Director Scott Segall and an outstanding ensemble have achieved an admirable balance of style and substance in their depiction of the charm-laden Freitag family of Atlanta, Jews of German descent who have assimilated so deeply into Southern white society they look down on more recently emigrated Middle and Eastern European Jews who actually practice their culture and religion. The Freitags and their peers have refined the structure of anti-Semitism to the point where they have their own country club, which excludes those Jews whose European ancestry comes from "east of the Elba (River)."
Uhry has created an awe-inspiring menagerie of WASP-imitators.
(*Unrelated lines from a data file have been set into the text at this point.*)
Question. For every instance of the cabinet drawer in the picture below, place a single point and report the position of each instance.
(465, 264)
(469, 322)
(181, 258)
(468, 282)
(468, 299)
Set in 1939 during the Christmas (not Hanukkah) holidays, the big news in the home of successful industrialist Adolph Freitag (played by Blaise Messinger) is the impending Atlanta premiere of "Gone With the Wind" and the upcoming annual Jewish society shindig known as Ballyhoo, not the distant and insignificant fact that Hitler's troops have invaded Poland.
Adolph presides over a household of women, including his two middle-age widowed sisters, happy but clueless Reba (Leslie Bartlett) and ravenously upwardly mobile Boo (Judy Walstrum), as well as Boo's gauche-to-the-extreme college dropout daughter Lala (Randi Lynne Weidman) and Reba's attractive and level-headed daughter, Sunny (Mia Wesley).
Into this well-settled, unquestioning environment comes Uncle Adolph's new employee, Brooklyn-born Joe Farkas (Gil Bernardi), whose whole life has been steeped in the Jewish traditions of his family and neighborhood. After one evening, an indignant Boo demands that Adolph never invite Farkas back. As Joe eases into the early stages of a courtship with mutually attracted Sunny, he questions the obvious Christian holiday decor of her home. She innocently responds, "Just because we have a Christmas tree doesn't mean we're not Jewish." He correctly observes, "Just that you don't want to be."
By setting this work within an atmosphere of lighthearted social self-indulgence on the eve of the world's complete loss of innocence, the playwright ingeniously evokes a surreal sense of impending catharsis. The audience knows something the Freitags don't. Within a year, their being Jewish will become ragingly relevant to them, to the exclusion of such frivolities as Ballyhoo.
That said, it is doubly enjoyable to watch the beautifully performed foolishness of Walstrum's Boo and Bartlett's Reba. Weidman's Lala is equally pathetic and hilarious as the Scarlett O'Hara wanna-be who exudes a tangible terror at the possibility of not having a date for Ballyhoo. Messinger is perfect as the stoic patriarch who has learned to emotionally withdraw from the barrage of feminine need that surrounds him. Bernardi and Wesley convey a believable passion as the neophyte lovers who must cross a cavernous cultural gulf in order to accept one another.